RowChunk 2.0.0¶
Overview¶
Available Versions: 2.0.0 (current) | 1.0.0
Description¶
(v2) Splits a table document into one JSON chunk per row, computes embeddings, and emits a single ChunkGroup containing all rows.
Configuration Options¶
No configuration options available.
Inputs¶
| Name | Data Type | Description |
|---|---|---|
| data | File or str | Table data source. Supports File objects for CSV/XLSX/documents, or markdown table strings. Documents are converted using document intelligence with enhanced table extraction |
Outputs¶
| Name | Data Type | Description |
|---|---|---|
| chunks | Chunks | Structured Chunks object containing a ChunkGroup with all table rows as individual chunks. Includes computed embeddings and parent-child relationships |
Version History¶
- 2.0.0 (Current) - Native implementation
- 1.0.0 - Native implementation
Examples¶
blocks:
- name: process_inventory_table
type: RowChunk_2_0_0
input:
data: "inventory_report.csv"
# Input CSV:
# product_id,name,category,stock,price,status
# INV001,Laptop Computer,Electronics,45,899.99,active
# INV002,Wireless Mouse,Electronics,120,29.99,active
# INV003,Office Chair,Furniture,23,159.99,active
# Output: Chunks object with ChunkGroup containing:
# - Parent metadata (file info, content summary)

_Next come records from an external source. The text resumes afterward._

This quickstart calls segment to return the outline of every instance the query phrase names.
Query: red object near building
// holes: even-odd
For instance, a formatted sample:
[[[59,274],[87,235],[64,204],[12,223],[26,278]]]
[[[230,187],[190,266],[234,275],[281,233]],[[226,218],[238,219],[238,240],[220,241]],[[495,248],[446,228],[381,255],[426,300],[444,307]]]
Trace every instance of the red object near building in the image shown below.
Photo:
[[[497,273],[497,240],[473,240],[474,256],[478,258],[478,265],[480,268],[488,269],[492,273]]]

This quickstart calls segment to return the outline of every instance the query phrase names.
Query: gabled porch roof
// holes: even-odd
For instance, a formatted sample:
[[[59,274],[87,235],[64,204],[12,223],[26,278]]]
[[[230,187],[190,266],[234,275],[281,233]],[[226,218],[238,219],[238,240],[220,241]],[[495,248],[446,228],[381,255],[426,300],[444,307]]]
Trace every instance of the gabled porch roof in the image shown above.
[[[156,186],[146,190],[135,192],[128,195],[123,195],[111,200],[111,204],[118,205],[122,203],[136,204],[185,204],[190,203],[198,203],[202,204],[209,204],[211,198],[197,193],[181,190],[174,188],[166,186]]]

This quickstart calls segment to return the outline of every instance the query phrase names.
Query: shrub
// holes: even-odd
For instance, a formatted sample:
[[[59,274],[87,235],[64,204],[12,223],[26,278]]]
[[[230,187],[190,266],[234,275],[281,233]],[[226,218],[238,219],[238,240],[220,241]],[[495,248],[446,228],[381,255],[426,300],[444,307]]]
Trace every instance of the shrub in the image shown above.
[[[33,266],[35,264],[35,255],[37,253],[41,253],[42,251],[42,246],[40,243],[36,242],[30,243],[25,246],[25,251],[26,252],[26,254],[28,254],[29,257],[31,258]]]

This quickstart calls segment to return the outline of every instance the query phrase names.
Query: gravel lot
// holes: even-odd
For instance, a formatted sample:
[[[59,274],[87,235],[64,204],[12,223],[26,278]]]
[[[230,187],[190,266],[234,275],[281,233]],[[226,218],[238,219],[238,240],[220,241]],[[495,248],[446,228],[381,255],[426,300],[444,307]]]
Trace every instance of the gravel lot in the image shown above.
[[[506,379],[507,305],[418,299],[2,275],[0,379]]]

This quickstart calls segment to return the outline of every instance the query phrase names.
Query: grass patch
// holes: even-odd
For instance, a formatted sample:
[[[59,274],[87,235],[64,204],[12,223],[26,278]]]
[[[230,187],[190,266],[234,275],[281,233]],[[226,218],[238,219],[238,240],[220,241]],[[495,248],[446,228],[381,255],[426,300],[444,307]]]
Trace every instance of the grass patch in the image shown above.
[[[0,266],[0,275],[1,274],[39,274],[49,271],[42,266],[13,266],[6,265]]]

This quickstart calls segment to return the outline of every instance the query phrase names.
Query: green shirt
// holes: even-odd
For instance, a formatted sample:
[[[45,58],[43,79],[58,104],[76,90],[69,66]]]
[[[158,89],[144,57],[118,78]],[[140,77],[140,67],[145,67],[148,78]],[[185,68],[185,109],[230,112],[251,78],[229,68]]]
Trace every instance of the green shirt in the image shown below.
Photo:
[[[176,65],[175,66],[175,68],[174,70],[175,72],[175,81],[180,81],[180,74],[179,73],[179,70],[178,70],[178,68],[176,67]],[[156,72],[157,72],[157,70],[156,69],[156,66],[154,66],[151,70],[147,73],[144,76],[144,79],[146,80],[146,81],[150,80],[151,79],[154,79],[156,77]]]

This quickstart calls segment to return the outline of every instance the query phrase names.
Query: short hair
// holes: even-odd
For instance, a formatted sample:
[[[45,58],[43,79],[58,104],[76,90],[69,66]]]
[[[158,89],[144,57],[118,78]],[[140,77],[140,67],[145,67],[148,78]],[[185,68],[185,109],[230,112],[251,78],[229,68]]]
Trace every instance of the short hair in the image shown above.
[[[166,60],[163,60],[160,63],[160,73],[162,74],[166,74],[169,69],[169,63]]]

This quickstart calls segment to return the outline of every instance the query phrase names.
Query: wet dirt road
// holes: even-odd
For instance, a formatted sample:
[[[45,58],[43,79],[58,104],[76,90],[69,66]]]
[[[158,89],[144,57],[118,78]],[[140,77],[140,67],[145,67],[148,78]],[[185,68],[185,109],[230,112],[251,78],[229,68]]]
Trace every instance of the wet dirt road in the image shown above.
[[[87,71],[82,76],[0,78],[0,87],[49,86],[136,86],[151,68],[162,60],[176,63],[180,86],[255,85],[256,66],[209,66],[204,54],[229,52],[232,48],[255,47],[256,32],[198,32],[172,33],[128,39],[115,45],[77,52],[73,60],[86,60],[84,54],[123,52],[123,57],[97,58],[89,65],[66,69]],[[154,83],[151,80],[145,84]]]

# - 3 child chunks with JSON content and computed embeddings
# - Structured relationships for downstream processing
Error Handling¶
No Markdown Table Found
- Error Code
BlockError- Common Cause
- Document conversion or string input doesn't contain recognizable markdown table format
- Solution
- Ensure document contains table structures or markdown input follows proper table syntax with pipe separators
Unsupported File Type
- Error Code
BlockError- Common Cause
- File extension is not supported for table processing or document intelligence conversion
- Solution
- Use supported formats: CSV, XLSX, or document formats (PDF, DOCX, PPTX, images) convertible by document intelligence
Chunk Building Error
- Error Code
ProcessingError- Common Cause
- Failed to build chunks or ChunkGroup structure during processing
- Solution
- Check data integrity and ensure table rows contain valid data that can be JSON serialized
FAQ¶
What are the key improvements in RowChunk v2.0.0?
Version 2.0.0 adds structured Chunks output with ChunkGroup organization, automatic embedding computation, enhanced markdown table extraction, and improved parent-child relationships for better data lineage and searchability.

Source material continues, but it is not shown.